The LSA was founded in 2015 with a mission to widen access and participation in architectural education with the introduction of a Part 2 programme that sought to balance tuition fees with work placement salaries.

Now in its fifth year delivering a successful Part 2 programme, the LSA is delighted to announce further commitments to deliver on its mission to widen access and participation in architectural education by pledging to:

  • Launch a Part 1 programme by 2021/22 that will enable the school to double its number of students
  • Double the number of students from neighbourhoods with the lowest participation in higher education over the next five years
  • Increase the ethnic diversity of our students by at least 50% over the next five years
  • Establish a student body that is 50% from disadvantaged neighbourhoods and 50% ethnically diverse by 2030
  • Expand its network to form further partnerships with organisations who share our mission and purpose
Soho Commons from LSA alumni Raphael Arthur proposed a complete pedestrianisation of Oxford Street to create a new urban, civic commons.

In its first five years, the school’s programme has achieved full Part 2 recognition from the Architects Registration Board and the Royal Institute of British Architects. It has produced 87 graduates and currently has 87 students, all 174 of whom have been placed within a practice.

To ensure it widens access and participation, the LSA is introducing an undergraduate programme from 2021/22 to enable the recruitment of students directly from school. The new programme will introduce connections with the Practice Network – a group of 120 London-based firms comprising 20,000 employees across the globe – during the programme of study.

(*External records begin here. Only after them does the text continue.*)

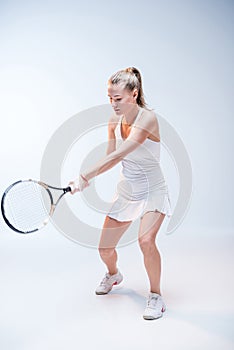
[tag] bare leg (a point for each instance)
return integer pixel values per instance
(149, 227)
(111, 233)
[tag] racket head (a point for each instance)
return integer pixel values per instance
(26, 206)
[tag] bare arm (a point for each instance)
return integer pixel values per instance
(137, 136)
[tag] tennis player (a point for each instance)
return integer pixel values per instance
(142, 191)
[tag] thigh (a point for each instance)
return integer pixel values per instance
(150, 224)
(112, 231)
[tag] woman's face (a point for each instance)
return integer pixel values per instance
(122, 100)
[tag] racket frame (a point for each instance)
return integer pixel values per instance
(52, 202)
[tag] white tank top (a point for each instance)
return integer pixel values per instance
(141, 172)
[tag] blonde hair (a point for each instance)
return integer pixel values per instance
(131, 79)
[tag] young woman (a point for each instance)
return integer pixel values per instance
(142, 190)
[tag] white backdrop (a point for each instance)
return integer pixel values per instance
(56, 57)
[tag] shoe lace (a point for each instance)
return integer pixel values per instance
(105, 279)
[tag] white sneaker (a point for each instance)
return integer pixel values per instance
(155, 307)
(108, 282)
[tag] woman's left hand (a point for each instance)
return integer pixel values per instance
(78, 184)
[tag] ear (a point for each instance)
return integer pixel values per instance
(135, 94)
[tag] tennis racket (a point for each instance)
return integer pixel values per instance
(27, 205)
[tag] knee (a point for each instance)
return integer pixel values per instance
(146, 243)
(106, 252)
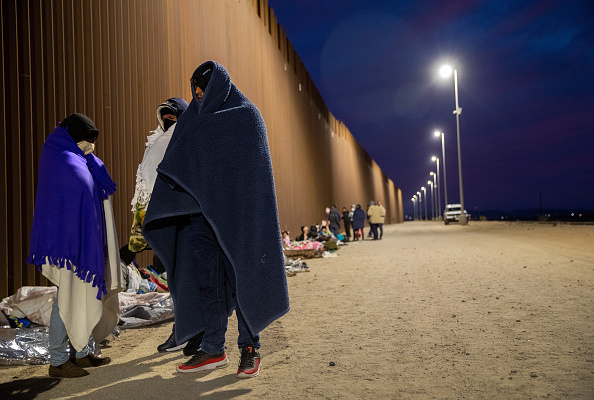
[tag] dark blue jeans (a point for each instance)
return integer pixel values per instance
(216, 276)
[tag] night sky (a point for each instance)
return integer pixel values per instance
(525, 81)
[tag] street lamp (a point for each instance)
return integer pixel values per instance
(445, 184)
(432, 200)
(437, 185)
(425, 201)
(446, 71)
(437, 199)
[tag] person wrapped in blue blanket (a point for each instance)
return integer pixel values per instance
(214, 184)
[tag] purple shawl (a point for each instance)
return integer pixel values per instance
(69, 221)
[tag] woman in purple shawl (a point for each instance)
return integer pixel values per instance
(73, 242)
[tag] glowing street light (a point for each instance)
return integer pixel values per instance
(425, 201)
(437, 199)
(432, 200)
(446, 71)
(437, 185)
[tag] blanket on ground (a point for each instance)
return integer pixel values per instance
(218, 163)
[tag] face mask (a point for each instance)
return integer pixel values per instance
(86, 147)
(167, 123)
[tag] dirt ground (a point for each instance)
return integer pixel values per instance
(492, 310)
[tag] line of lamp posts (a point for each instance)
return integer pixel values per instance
(417, 199)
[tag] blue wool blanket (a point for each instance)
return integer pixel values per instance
(69, 223)
(218, 163)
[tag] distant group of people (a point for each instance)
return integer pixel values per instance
(196, 177)
(355, 218)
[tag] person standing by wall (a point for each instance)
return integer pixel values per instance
(382, 212)
(73, 242)
(347, 224)
(334, 221)
(215, 183)
(359, 222)
(167, 114)
(373, 212)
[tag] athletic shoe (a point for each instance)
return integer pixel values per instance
(249, 365)
(193, 345)
(202, 361)
(171, 344)
(91, 360)
(67, 370)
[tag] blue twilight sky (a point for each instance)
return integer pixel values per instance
(526, 87)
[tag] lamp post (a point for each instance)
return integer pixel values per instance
(437, 186)
(437, 199)
(432, 201)
(446, 71)
(425, 200)
(445, 184)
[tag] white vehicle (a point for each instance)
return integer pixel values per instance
(452, 213)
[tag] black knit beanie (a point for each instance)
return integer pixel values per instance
(80, 127)
(202, 76)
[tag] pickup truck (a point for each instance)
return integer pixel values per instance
(452, 213)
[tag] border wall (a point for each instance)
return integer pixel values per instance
(116, 60)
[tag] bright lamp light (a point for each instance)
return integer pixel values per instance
(445, 71)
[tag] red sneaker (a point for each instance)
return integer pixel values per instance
(249, 366)
(202, 361)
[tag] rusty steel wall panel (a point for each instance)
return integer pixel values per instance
(117, 60)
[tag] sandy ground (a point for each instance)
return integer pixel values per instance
(492, 310)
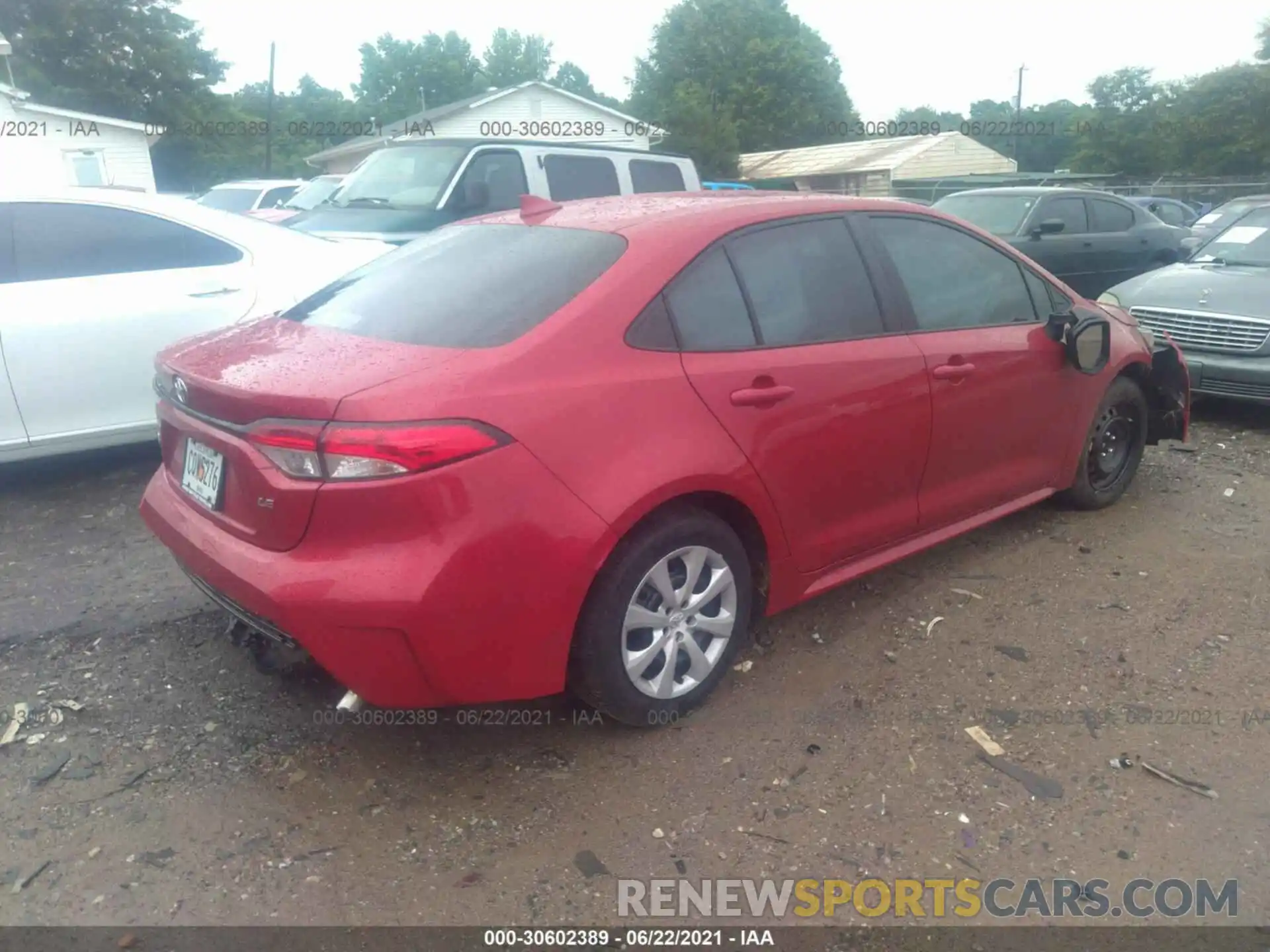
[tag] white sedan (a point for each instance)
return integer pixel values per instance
(95, 282)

The programme is being developed by a team including Alan Powers, James Soane, Lara Kinneir and Peter Buchanan and advised by Deborah Saunt, Fenella Collingridge, Jane Tankard, Joseph Henry Zeal, Raphael Arthur, Robert Mull and Susannah Hagan. The programme will be submitted to the ARB this year and does not yet have a validating partner confirmed.

The school is also actively seeking partners to collaborate with on the provision of T Levels, the new alternative to A-Levels, which comprise 80 per cent classroom study and 20 per cent workplace experience.

 

Will HunterFounder and Chief Executive says:

‘We are all too aware that decisions affecting future career choices are made at school age, and that aspirations can be severely limited by the lack of knowledge and encouragement at this crucial time. We believe that the only way for the LSA to radically broaden access to the careers within the built environment is to establish ways to engage with students at this early stage.

This new direction for the school reflects our wider ambition to seek out and nurture students to study architecture from across the whole of society, and to support them to develop their talents to make proposals that can change the world for the better.

I see the end state for the LSA as a University for the Built Environment because we think the biggest challenges of our times cannot be tackled by any one discipline alone. Collaboration has been at the heart of the LSA’s architecture programme, and we’d love to expand this into a cross-disciplinary coalition that could have a real impact.

The Part 1 is the first big step on this journey, and I’m excited about its prospects to enable us to teach students at this formative level.’

 

Deborah SauntTrustee, says:

‘Democratising architecture is core to the London School of Architecture’s mission, as is deploying our collective spatial intelligence to help address the planet’s pressing needs. By offering a Part 1 course that builds on the success of our amazing Practice Network, access to the architecture will undoubtedly be increased.’